ひみつにして

 真珠の石神村での役割の一つに怪我人の手当てがあった。同世代で行動を共にするクロムとコハクが生傷の絶えない猛進な性格だったことが起源であり、彼女にとっての村人との交流手段であり、やがて千空の知識を吸収して強みとなった。
 そのため、司の手術という重大な場に彼女も立ち会い、杠の縫製技術を二度と別の用途に使わずに済むよう習得に励んでいる。軽く基礎をさらった後は千空の下で実技訓練を繰り返しており、勤勉な彼女の飲み込みは早かった。

「…やるじゃねえか、真珠テメーはよ」

 後ろから覗き込む千空が賞賛の呟きを漏らした。
 彼女の寡黙で感情が表に出づらい性質は、治療の場においては度胸という良い方向へ作用している。針を刺す手つきにためらいはなく、積み重ねた経験を正しく信用し、素早く模型の腕を縫い留めた。

「おし、休憩にすんぞ」
「……」
「…集中したら聞こえなくなるタイプだったな」
「……」
「真珠」
「千空ちゃん次の取って」
「おー……お?」
「早く」
「待ちな、休憩だっつの」
「えっ」

 ぱちりとスイッチを切り替えのか、彼女の纏う空気が明らかに柔らかくなった。
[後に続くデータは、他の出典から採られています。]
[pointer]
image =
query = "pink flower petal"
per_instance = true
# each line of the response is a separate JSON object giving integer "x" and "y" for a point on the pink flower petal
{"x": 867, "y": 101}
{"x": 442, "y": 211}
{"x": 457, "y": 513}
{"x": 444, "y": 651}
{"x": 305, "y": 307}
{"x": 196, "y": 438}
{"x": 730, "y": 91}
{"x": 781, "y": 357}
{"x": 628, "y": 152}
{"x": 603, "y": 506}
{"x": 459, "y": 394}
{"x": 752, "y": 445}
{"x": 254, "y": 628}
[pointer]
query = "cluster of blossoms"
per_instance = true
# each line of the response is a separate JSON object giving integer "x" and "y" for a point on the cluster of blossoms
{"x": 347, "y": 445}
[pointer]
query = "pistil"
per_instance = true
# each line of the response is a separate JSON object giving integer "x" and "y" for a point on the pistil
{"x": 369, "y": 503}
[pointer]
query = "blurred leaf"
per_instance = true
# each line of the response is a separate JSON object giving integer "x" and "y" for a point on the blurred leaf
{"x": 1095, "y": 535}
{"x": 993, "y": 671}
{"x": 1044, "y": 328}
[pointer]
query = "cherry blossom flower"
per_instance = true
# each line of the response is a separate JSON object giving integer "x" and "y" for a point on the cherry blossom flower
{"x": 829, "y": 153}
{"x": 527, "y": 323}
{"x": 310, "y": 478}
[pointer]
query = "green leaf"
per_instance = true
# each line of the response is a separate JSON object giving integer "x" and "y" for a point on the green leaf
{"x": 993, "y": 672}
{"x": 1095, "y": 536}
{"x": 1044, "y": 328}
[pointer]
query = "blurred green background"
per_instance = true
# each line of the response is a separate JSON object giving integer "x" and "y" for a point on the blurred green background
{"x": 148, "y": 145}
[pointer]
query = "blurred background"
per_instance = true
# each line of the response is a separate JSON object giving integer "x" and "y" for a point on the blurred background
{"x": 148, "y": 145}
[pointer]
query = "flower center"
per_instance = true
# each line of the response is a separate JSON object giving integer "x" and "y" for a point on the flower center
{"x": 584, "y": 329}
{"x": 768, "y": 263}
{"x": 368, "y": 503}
水差しを取り上げ歩んでくる千空をじいと見つめている。しかし、彼が道具一式を端に寄せ、手元に湯呑みを置く間に少しずつ顔を伏せていき、最後にはふるふると身を震わせ出した。

「……わ、私…」
「ククク、メンタリストの野郎に引きずられたな」
「っ」

 自分が何を口走ったかはっきり自覚させられ、真珠の両頬は羞恥で真っ赤に染まっていた。

「……」
「……」
「……せん、くう」
「んー?」
「……」
「……」
「…終わ、る。今日は」
「あ?」

 がたん。ぱたぱたぱた。
 椅子から勢いよく立ち上がり、背を向け、ほとんど走りそうな早歩きで彼女は逃げ去ってしまった。
 残された千空が、呆気に取られながらもふは、と一つ笑う。彼女の反応が単純に微笑ましく、件の台詞をもう一度思い出しながら水を飲み干した。

「引きずられる程俺の話聞かされてんのかね」

 と。
 だだだだだ。

「あ゙ークソ、お早ぇお着きで」
「ちょっと千空ちゃんウチの真珠ちゃんに何してくれやがったの!!?」
「してねえ〜」
「何か真っ赤になって泣きそうで黙りこくっちゃってゴイスー可愛かったんですけど!?俺の理性がまだ千空ちゃんを信じている内に全部吐けこのケダモンがァ」
「負けてんぞ理性」

 ずさりと滑り込むように到着した当事者のメンタリスト、あさぎりゲン。どうやら彼は逃げる真珠を見つけ、呼び止め、様子がおかしいことに気づき、元凶を責めに行動したらしい。請け負った作業もおそらくいっとき放り出して。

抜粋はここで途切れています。